Auf zum Tagesziel „Herrentisch“! Der Wanderweg leitet uns durch eine alte Baumallee mit Blick vom Säntis bis zur Jungfrau. Durch die Kombination mit den monotonen und langsamen Bewegungen beim Wandern in der frischen Luft entwickelt sich auch ein interessanter Gedankenaustausch. Gespräche, die man im Alltag nicht führen würde. Neue Sichtweisen werden besprochen oder man entdeckt Seiten, die man so selber noch nicht wahrgenommen hat. So erfahre ich, dass die Bienen und Hummeln von Deutschland und Holland zum Bestäuben der Kirsch- und Apfelblüten importiert werden oder dass beim marmorierten Fleisch der Geschmackträger das Fett ist, so wie bei den Angusrinder hier auf der Weide.
Die interessanten, intensiven und informativen Gespräche enden am hölzernen „Herrentisch“. Ein maximaler Aussichtspunkt hin zur Stadt Singen, zu den Vulkanhügeln und bis weit in den Hegau. Der Alte Grenzstein, wo sich die Herren aus Salenstein am Tisch versammeln trägt die Nummer 678 und das Jahresdatum 1839. Noch 20 Jahre und dann ist er 200 Jahre alt, hat zwei Weltkriege erlebt und weist uns heute den Weg ins Nachbarland.

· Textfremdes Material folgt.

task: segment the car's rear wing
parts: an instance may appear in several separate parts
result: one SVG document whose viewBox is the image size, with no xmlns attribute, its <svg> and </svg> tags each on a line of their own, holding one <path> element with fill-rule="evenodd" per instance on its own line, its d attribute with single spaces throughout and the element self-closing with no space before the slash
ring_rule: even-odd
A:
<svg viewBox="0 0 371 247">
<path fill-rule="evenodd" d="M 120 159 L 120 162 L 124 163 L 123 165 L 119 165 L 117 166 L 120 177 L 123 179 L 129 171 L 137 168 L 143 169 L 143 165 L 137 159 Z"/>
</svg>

Weit unten in der flachen Ebene erwartet uns im Rössli das Mittagessen. Noch eine Stunde Fussmarsch bis Singen, entlang der von alten Weiden gesäumten Hegauer Aach. Im Blick und immer näher rückend die mächtige Festung und Burgruine Hohentwiel. Einst württembergische Staatsfestung, die im 30 Jährigen Krieg fünf Belagerungen standgehalten hat. Am Bahnhof Singen werden wir von einem anderen prächtigen Symbol eines Frauenfelder Pionier empfangen. Hoch oben auf einer Fabrikfestung begrüsst uns Gelb auf Rot „MAGGI“
Leistungsfähig und fitter bringt uns auch diese Wanderung auf unserem weiteren „Herrenweg“! Christian lass Dir Dank sagen.